We investigated whether microarray-based gene expression profiling of primary tumor biopsy material could be used to predict lymph node (LN) metastasis in patients with uterine squamous cell carcinoma by comparing this approach with magnetic resonance imaging.

Forty three primary cervical cancer samples (16 with LN metastasis and 27 without LN metastasis) from radical hysterectomy with pelvic LN dissection were obtained, RNA was isolated, and oligonucleotide gene chips (Macrogen, Seoul, Korea) were hybridized. The samples were randomly divided into training (31 samples) and test (12 samples) sets. A prediction model for LN metastasis from the training set was developed by support vector machine methods using a 10-fold cross-validation and it was tested for its prediction accuracy by applying it to the test set. We evaluated pelvic LN status by MRI with newly designed criteria in these patients and compared the accuracy of MRI with microarray. In addition, we created a new approach by a combination of both.
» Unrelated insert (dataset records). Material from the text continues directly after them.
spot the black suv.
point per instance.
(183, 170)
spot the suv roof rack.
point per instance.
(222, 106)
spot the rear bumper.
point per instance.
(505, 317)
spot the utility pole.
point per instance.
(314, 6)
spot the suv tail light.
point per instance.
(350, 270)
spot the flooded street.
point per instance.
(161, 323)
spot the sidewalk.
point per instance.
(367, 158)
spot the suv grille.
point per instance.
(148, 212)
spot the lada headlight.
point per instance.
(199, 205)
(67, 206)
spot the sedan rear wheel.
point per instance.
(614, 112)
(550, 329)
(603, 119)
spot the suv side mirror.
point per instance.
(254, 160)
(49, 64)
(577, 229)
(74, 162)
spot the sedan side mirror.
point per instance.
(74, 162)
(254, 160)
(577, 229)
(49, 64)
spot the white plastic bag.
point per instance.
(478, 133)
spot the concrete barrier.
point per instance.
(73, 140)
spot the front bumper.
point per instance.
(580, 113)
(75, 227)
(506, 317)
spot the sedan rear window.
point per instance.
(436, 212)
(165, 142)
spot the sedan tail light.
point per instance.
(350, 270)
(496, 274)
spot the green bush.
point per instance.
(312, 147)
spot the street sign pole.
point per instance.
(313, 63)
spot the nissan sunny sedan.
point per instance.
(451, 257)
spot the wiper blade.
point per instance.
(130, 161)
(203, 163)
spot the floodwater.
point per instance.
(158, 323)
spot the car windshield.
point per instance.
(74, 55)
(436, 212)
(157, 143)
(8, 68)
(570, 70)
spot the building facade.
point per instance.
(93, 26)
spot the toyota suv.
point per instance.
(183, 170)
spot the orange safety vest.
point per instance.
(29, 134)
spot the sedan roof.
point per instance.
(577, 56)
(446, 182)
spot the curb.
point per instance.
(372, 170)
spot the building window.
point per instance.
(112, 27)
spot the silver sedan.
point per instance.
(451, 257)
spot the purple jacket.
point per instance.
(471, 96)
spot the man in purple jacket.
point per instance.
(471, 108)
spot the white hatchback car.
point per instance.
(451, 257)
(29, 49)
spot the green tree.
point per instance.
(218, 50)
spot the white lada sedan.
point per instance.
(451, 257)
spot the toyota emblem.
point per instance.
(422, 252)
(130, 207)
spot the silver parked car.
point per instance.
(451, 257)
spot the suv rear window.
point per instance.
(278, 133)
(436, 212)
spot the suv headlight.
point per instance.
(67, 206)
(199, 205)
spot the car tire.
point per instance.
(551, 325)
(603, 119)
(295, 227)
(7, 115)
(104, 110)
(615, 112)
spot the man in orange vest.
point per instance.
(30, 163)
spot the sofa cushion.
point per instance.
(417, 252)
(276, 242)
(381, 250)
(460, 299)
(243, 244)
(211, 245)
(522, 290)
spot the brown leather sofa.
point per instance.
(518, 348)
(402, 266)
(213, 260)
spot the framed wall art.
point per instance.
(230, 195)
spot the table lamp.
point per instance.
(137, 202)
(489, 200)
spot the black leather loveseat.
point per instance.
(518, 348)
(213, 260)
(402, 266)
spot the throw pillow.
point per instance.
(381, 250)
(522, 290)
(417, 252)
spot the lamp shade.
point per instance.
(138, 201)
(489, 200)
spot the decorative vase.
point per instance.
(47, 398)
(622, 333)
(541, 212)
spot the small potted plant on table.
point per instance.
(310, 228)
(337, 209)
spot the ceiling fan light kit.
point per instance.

The "LN prediction model" derived from the signature of 156 distinctive genes had a prediction accuracy of 83% when applied to the independent test set. MRI showed an accuracy (69%) for the prediction of LN metastasis. The combination model with MRI findings and microarray improved prediction accuracy over MRI alone but the improvement was not statistically significant (74% and 69%, respectively; p=0.688).

Current data show that the prediction of LN metastasis can be allowed by DNA microarray of the primary tumor biopsy, alone or in combination with MRI.